Unbeugsam und unerschrocken

Die deutsch-argentinische Menschenrechtlerin Ellen Marx war eine unerschrockene und eine unbeugsame Frau. „Solange ich noch am Leben bin, werde ich für Wahrheit und Gerechtigkeit kämpfen“, lautete ihr Wahlspruch, und daran hielt sie sich zeitlebens. In der Nacht zum Freitag ist die in Berlin geborene Jüdin im Alter von 87 Jahren in Buenos Aires gestorben, wie Freunde und Weggefährten mitteilten.

Ellen Marx hatte sich in Argentinien und in Deutschland einen Namen gemacht, seit sie sich für die Aufklärung von Diktaturverbrechen während der argentinischen Militärherrschaft (1976–1983) engagierte. Die Militärs hatten ihre Tochter entführt, die bis heute verschwunden geblieben ist.

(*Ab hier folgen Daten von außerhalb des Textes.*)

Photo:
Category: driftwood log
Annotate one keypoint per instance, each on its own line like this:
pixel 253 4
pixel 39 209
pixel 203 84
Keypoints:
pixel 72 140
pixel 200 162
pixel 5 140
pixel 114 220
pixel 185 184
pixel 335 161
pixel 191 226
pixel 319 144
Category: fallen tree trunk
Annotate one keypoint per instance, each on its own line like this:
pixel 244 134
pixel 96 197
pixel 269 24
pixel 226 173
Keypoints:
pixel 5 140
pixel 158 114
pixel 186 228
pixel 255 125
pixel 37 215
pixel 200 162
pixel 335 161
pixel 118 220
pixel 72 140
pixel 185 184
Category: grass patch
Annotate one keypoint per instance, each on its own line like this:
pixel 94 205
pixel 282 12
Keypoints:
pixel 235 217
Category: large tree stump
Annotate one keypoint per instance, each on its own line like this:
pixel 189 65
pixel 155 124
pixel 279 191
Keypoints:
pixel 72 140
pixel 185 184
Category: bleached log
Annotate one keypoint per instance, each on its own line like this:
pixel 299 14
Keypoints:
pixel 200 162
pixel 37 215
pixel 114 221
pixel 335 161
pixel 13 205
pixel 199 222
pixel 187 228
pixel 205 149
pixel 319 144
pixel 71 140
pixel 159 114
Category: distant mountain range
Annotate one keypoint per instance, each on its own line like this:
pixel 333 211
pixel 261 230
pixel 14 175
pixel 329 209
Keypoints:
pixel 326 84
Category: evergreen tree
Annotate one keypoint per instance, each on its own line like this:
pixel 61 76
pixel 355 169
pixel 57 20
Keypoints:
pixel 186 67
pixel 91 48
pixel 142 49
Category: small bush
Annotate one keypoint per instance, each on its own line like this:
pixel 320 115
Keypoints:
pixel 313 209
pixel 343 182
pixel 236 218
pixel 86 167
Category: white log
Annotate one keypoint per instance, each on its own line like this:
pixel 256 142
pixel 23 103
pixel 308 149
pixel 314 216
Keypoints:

1939 flieht Ellen Marx vor den Nazis aus ihrer Geburtsstadt Berlin. Sie stammt aus einer deutsch-jüdischen Familie, die sie selbst dem Bildungsbürgertum zurechnete und für die Politik ein Gräuel war. Mit einem französischen Frachter kommt sie nach Argentinien und lebt in der Hauptstadt Buenos Aires. Hier findet sie eine Stelle als Kindermädchen. Sie heiratet einen ebenfalls emigrierten deutschstämmigen Juden. Viele Jahre arbeitet sie an einer deutschsprachigen Schule, später in einem jüdischen Kinderheim in Buenos Aires. Von den Nazis ausgebürgert, lässt sich Marx in der 50ern in der Bundesrepublik wieder einbürgern. Sie versteht sich als in Argentinien lebende Deutsche.

Am 21. August 1978 wird ihre damals 28-jährige Tochter Gertrudis Leonor Marx von argentinischen Militärs verschleppt und gilt seitdem als verschwunden. Zum zweiten Mal verliert Ellen Marx Angehörige durch die Untaten einer Diktatur. Mutter, Großvater, Onkel und Großtanten wurden von Nazis ermordet.

Im Juni 1998 erstattet Ellen Marx zusammen mit anderen deutschjüdischen Diktaturopfern Strafanzeige gegen argentinische Militärs bei der Staatsanwaltschaft am Landgericht Nürnberg-Fürth. Dabei gehe es um „Wahrheit und Gerechtigkeit, den Grundlagen menschlichen Zusammenlebens“, sagte sie damals im Namen einer „Gruppe der deutschen Mütter“ in Argentinien. „Es ist unsere persönliche Mission, nicht zu schweigen und die Erfahrungen an die nächsten Generationen weiterzugeben.“ Unter den rund 30.000 Opfern der Diktatur sind rund 100 Deutsche oder Deutschstämmige.

Seit einigen Jahren lebte Marx in einem jüdischen Seniorenheim in San Miguel, einem Vorort von Buenos Aires. Eine Anklageerhebung gegen die für das Verschwinden ihrer Tochter verantwortlichen argentinischen Militärs durfte sie nicht mehr erleben. Das Landgericht Nürnberg-Fürth erklärte sich für nicht zuständig.